According to Don Morishita, so many small leftover potatoes from the previous year's harvest can sprout among the current year's sugarbeets that sugarbeet root yields can be sliced by 25 to 61 percent. "It was really an eye-opener for me," Morishita says. "I think what really makes the potatoes so competitive is that they have a jump on the sugarbeets early in the season and it's just hard for the beets to catch up after that."

"The sugarbeet roots and the potato tubers are competing for underground space, and there's just a certain amount of space that's available for them to grow."

Morishita decided to measure the potential impacts of volunteer potatoes on sugarbeet crops back in 2005, after learning that Washington State University scientists had found an average 9,985 leftover potato tubers per acre in fields they had surveyed. At the University of Idaho's Kimberly Research and Extension Center in 2005 and 2006, he deliberately planted potatoes in seven different densities-between 2,728 and 16,336 plants per acre-mixed in with sugarbeets.

On average, in a 100-foot crop row, Morishita's research team found 12 potatoes tucked in between sugarbeets in the plots planted with the fewest potatoes and 69 potatoes in the plots planed with the most, with resulting yield losses of 25 to 61 percent. Plots seeded with a roughly average amount of unwelcome potatoes--8,168 per acre--left 34 potatoes within sugarbeet rows at a yield cost of 42 percent.

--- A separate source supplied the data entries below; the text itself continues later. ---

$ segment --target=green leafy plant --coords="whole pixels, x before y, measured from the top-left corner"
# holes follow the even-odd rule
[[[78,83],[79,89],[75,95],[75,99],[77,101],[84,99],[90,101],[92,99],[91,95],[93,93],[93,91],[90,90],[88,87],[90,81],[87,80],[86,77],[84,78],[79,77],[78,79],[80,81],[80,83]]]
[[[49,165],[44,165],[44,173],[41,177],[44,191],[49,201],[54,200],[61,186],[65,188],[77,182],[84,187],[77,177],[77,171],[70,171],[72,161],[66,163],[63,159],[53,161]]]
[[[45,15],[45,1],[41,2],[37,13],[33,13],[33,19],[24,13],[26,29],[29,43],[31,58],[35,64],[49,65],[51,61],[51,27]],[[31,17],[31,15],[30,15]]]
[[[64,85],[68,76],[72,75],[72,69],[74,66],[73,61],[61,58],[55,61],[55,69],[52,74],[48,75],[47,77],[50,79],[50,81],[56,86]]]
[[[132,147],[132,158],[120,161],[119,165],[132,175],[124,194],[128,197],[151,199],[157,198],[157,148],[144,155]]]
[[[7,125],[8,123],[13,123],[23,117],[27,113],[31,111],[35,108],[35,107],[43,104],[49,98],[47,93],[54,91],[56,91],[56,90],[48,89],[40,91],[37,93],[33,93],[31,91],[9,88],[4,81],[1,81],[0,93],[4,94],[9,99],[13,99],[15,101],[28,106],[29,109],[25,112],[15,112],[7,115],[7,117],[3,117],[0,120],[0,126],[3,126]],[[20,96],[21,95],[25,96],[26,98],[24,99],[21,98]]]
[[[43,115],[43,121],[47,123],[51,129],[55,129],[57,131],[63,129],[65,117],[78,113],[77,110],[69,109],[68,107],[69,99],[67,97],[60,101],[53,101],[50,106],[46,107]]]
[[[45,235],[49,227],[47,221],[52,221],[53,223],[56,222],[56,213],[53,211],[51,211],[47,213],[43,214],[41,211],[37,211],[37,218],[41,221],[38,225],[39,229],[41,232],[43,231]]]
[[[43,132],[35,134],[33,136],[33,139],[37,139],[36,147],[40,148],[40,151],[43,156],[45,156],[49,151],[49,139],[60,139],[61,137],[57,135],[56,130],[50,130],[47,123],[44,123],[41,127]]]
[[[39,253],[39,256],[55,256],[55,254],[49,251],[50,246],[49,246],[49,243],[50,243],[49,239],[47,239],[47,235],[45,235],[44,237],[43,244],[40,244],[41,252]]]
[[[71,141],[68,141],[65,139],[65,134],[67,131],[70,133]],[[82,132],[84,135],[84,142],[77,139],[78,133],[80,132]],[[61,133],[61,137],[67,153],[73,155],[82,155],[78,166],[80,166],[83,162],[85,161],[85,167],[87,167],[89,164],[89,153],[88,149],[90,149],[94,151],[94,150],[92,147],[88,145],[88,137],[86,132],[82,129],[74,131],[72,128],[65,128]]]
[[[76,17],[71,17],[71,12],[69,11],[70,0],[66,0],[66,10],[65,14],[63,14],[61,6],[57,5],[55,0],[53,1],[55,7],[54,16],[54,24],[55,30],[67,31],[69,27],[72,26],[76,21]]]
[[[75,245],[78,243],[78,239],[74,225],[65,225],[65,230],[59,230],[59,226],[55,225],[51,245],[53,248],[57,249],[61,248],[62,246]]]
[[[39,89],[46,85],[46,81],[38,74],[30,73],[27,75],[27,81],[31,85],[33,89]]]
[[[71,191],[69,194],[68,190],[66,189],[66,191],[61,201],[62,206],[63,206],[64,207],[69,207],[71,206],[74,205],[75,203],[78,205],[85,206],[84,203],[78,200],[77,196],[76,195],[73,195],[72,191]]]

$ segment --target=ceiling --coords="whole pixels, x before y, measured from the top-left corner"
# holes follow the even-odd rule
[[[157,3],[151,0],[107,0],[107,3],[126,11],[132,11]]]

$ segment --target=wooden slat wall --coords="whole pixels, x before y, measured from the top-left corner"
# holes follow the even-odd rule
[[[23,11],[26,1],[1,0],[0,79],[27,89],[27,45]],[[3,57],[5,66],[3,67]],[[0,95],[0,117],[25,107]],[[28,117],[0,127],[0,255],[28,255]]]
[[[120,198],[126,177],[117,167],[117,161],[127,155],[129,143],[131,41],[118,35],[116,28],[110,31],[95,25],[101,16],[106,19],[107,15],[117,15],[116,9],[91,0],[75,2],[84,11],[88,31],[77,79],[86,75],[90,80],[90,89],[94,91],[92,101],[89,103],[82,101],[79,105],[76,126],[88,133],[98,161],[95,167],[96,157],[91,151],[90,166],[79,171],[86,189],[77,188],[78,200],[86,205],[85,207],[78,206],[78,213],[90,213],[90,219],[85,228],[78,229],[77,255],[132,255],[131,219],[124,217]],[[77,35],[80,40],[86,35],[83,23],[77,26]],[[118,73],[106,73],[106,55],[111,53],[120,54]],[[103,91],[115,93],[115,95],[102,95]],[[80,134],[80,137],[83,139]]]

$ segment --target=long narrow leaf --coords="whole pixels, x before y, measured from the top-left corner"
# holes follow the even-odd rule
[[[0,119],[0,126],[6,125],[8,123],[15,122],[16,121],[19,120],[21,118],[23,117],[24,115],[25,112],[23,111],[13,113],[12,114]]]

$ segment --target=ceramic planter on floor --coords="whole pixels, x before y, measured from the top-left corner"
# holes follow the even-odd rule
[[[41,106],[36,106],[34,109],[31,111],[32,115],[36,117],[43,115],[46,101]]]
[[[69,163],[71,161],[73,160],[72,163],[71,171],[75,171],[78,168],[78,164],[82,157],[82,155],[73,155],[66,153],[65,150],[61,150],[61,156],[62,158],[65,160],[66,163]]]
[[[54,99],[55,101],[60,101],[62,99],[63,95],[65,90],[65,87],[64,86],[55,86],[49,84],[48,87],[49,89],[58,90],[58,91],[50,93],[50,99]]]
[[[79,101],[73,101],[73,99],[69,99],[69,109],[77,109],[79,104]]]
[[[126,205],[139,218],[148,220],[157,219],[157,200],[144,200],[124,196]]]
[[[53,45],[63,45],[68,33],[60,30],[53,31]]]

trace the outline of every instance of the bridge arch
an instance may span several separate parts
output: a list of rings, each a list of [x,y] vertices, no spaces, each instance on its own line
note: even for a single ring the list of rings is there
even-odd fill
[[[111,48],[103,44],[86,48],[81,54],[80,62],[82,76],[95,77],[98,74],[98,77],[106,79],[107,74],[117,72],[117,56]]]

Currently registered sugarbeet herbicides have little effect on volunteer potatoes, Morishita says. The intruder potatoes produced tubers as large as six ounces--that's two ounces more than it takes for a potato to grade U.S. number one.

Morishita also found that the best time for hoeing out an average number of weedy potatoes was when tubers were just beginning to form underground-about a month after plant emergence. Hoe before then and you'll soon be hoeing again, he says: the stored energy in the tuber will send up a new potato plant that's still capable of nipping sugarbeet yields. Hoe later and the potatoes will already have begun to take an unacceptable toll on the sugarbeet crop.

There are more reasons than simply eliminating competition to remove volunteer potatoes from sugarbeet fields, Morishita notes. They can host potato diseases threatening neighboring potato fields as well as future potato crops.

Morishita will repeat the timing-of-removal portion of his "interference" study this year.